Tuesday, July 03, 2007

Ramblings

So I missed work yesterday due to the Iraq like explosions that have been going off in my neighborhood. It's bad enough that I barely sleep anymore because I can't get comfortable but I am usually in a light sleep only to be startled by the fireworks. They sound like the world is coming to an end and it's usually followed by car alarms and childish laughter. This usually goes on into the wee hours of the night and usually end about 3 am. Fun right? Wrong so wrong.
I did get some sleep last night due to the fact the police literally posted up outside my building. The Housing Authority has taken over the building along with the police and I am just waiting to see what will happen next. They want us to move but have nowhere for us to go. I know GOD will provide and I am just done with worrying about it. If push comes to shove I will lock my stuff up in storage and find a shelter.My friends who want me to move in with them but I am not interested in a temporary home,I love them dearly for the effort but I got to take care of myself. It's not a pride thing but I have been placed in this situation for a reason I am a learning lessons from it everyday.

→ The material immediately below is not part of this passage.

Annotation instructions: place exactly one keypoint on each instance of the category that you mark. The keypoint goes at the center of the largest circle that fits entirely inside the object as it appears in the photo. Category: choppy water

My mother is that type of woman, and she did all she could and had to do to provide a stable home for my sisters and me, why should I do any different. Ah the joys of being a single mother. My hats off to the women who came before me and worked it out. I thought about that as I climbed the urine drenched stairs. I usually get a thought or two when I have to climb them due to the continued elevator outages. I know some folk’s wonder why don't I just move and I just laugh on the inside. Where in the world am I going to go? Has anyone seen the prices for rent and mortgages lately? All I can do is trust that God will continue to provide food and shelter for us and I am done letting the devil see my tears. I could be worse off, no food, no home, no job, no friends and family. I thank God for all my blessings even when things seem to be the darkest. Sometimes things can be so overwhelming and you just don't know which way to turn, eventually once I get the strength I turn to God and just cry out...Help me.

So my AC is on the fake out and I literally sweat it out all night because it will pretend to come on and then decide it has better things to do. I have my trusty fan that does the best it can by me and I appreciate the loyalty.

I can fit my shoes again, let's see how long that last.

I tried to get comfortable in bed the other day and my baby had other plans. I went to pull myself over and turn and once I did I felt the craziest pain. I don't know if it was the head or the butt or an arm but it was poking out so much it hurt. I vowed to myself to be more careful next time because it was not a good feeling. I love to watch my tummy jump and move as my child gets into any position it dang well chooses. Someone asked me If I talked to my baby and I said no, I only said no because I thought It was a stupid question. If you know me then you know I talk to my child and pray for my child and even rub my belly to somehow bond and transfer some love to my child... Do I talk to my child, funny question. If you don't know that I do then it is safe to assume you don't know much about me.

So far I have been trying to enjoy my summer with fun filled activates. I have surrounded myself with people who love me and know what it's like to relax and have a good time. I have been to Canaan Valley which I plan on going back to in August and VA beach my favorite place to play in the water. I have a NYC trip planned to visit my Auntie who is overjoyed about my pregnancy. I really want to go back to the beach again just once more. I love VA beach for some reason. I have to make the best of my summer and I have twice the excitement for next.

I have a tendency to say things at times that folks don’t get are a jokes, come on really can't you tell when I am being a smart butt. If we aint cool, what makes you think I am not going to be sarcastic with you.